Saturday, August 19, 2017

We Take One Piece of Information and Run with it

   He told me his store was north of where I was at, and across from Walgreen's at about 4700 South. My mind seemed to remember a Walgreen's to the north, so I locked on that location without processing the rest of the information -- that it was about 4700 South.
   As it ended up, the store was not to the north, but the south. There was not a Walgreen's to the north, as I envisioned. Rather, Walgreen's (and thus also the store I was looking for) was on the southeast corner of the very intersection I had turned to the north on.
   I would spend much of the rest of my trip reflecting on the cognitive process, and of how we latch onto one piece of information at the exclusion of all other, sometimes just missing making the right decision for not processing information right in front of us.

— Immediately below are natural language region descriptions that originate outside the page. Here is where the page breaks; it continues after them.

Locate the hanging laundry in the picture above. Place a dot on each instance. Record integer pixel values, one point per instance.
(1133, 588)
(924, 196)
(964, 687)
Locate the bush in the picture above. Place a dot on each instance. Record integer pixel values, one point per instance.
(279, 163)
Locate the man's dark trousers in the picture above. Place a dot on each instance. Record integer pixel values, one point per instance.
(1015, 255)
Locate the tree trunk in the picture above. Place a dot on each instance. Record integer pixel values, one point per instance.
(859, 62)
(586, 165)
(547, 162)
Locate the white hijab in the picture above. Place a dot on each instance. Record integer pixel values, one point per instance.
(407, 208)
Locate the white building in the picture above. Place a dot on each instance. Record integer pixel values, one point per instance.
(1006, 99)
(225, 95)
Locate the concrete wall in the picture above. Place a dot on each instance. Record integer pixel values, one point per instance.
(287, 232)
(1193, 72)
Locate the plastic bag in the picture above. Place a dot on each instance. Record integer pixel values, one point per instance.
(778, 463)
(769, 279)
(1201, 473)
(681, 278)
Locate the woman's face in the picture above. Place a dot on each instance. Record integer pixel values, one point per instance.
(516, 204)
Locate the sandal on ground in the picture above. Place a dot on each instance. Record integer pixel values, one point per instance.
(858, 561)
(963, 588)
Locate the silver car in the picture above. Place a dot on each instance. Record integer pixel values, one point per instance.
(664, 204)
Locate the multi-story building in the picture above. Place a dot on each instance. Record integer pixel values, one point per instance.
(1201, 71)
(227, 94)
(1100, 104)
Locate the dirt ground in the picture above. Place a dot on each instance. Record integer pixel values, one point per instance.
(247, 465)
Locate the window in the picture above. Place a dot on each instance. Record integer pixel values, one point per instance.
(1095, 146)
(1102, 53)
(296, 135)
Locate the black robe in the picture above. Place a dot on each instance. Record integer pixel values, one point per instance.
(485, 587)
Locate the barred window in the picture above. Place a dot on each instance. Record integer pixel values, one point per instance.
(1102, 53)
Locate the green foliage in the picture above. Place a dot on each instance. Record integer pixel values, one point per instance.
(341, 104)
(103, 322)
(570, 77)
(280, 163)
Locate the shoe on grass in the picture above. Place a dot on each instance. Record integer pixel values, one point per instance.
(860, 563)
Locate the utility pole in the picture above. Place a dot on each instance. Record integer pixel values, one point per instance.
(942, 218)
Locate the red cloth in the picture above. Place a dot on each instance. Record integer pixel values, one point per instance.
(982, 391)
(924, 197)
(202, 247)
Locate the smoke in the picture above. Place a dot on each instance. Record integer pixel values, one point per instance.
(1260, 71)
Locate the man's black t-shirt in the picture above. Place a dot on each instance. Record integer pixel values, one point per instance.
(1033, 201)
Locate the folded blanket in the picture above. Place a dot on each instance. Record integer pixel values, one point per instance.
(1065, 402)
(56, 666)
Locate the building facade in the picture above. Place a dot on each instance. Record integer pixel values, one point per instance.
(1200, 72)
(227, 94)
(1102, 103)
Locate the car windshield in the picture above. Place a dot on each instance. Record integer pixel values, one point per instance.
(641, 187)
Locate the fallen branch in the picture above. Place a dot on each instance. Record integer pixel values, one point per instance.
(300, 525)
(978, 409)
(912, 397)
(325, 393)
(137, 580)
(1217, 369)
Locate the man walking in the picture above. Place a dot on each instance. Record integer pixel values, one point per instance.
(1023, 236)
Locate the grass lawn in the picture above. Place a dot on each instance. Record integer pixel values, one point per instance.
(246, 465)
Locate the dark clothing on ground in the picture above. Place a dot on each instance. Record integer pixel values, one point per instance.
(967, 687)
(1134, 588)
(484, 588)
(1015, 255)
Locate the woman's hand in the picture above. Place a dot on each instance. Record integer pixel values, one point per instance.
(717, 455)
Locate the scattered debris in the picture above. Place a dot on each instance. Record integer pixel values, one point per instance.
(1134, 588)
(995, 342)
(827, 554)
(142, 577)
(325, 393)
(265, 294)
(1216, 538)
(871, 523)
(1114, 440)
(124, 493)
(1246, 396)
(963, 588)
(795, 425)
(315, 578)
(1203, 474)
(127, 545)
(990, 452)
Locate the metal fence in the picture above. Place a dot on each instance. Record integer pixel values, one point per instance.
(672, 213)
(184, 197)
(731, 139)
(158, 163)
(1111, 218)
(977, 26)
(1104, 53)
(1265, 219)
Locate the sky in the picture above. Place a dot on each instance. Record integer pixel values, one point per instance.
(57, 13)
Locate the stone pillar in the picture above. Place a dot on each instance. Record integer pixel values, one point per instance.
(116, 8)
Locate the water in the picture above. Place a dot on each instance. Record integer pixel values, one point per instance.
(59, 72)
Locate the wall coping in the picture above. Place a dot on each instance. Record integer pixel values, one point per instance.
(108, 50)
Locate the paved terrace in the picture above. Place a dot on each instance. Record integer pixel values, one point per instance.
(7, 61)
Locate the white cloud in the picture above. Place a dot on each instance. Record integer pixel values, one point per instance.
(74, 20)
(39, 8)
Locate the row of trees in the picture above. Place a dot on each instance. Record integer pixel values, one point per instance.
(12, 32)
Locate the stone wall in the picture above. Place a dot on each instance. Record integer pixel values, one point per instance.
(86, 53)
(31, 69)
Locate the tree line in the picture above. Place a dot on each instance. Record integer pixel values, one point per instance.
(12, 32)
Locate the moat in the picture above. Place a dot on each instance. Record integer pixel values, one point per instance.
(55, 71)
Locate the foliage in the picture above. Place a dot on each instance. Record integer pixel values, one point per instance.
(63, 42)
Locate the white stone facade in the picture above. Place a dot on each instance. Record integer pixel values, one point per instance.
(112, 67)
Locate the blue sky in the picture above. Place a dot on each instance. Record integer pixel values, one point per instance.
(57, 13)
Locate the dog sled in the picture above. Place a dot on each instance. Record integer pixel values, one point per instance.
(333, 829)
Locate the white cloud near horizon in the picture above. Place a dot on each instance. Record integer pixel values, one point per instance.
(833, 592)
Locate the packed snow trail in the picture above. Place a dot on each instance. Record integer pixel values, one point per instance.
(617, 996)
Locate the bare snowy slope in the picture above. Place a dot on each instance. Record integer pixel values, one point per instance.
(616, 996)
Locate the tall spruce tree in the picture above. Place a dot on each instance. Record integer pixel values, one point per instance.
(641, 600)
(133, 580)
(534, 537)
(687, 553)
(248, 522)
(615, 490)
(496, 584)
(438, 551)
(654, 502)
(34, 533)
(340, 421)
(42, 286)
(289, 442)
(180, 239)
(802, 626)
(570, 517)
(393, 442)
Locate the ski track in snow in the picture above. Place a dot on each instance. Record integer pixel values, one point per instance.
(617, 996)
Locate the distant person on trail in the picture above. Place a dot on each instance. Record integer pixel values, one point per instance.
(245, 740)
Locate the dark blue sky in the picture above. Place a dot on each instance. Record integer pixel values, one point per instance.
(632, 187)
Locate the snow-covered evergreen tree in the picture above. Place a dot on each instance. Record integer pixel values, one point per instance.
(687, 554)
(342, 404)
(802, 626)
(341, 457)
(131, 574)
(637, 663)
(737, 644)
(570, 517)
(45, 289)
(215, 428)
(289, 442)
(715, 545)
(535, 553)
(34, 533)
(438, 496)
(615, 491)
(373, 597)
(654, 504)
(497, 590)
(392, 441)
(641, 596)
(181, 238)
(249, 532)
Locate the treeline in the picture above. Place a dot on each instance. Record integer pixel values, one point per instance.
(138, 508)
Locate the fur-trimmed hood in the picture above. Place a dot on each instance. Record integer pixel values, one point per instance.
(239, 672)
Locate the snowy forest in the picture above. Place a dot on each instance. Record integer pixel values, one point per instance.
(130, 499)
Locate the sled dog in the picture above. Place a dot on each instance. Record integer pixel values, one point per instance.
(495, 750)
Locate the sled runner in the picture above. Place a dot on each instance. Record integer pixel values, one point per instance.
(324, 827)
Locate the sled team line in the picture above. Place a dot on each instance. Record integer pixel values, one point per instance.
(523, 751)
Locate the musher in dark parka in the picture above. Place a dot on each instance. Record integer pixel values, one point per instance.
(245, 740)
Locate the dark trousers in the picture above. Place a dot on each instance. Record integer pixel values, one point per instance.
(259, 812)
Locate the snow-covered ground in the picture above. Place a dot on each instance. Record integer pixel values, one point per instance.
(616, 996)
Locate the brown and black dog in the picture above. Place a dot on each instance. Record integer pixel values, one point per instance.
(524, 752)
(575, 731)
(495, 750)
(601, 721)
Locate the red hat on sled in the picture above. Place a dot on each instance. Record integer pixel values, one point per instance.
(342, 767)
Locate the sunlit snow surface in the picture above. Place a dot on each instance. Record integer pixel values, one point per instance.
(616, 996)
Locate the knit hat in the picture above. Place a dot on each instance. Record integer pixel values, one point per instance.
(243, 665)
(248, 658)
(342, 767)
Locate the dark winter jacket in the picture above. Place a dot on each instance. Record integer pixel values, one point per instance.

   I turned north on the very intersection where my True Value Hardware store was. I was so close.
   So it is with all our decision-making. We are limited by the information we have, and the information we choose to process. Often (perhaps, usually), we lock on the information we first get. It becomes what I shall call our proprietary information, the information we "own" and accept. We have a bias toward it.
   I submit to you that we judge other people with a mindset that runs down this very path I have outlined. We hear bad of another, or get a bad piece of information about another, and we claim the information. It becomes a part of us. Our search for more information stops. That which we have is often information that comes from someone we want to believe.
  Often, gossip is this information that sparks our decision. We don't usually back down from it. That which is passed to us through gossip is often all we think we need to know.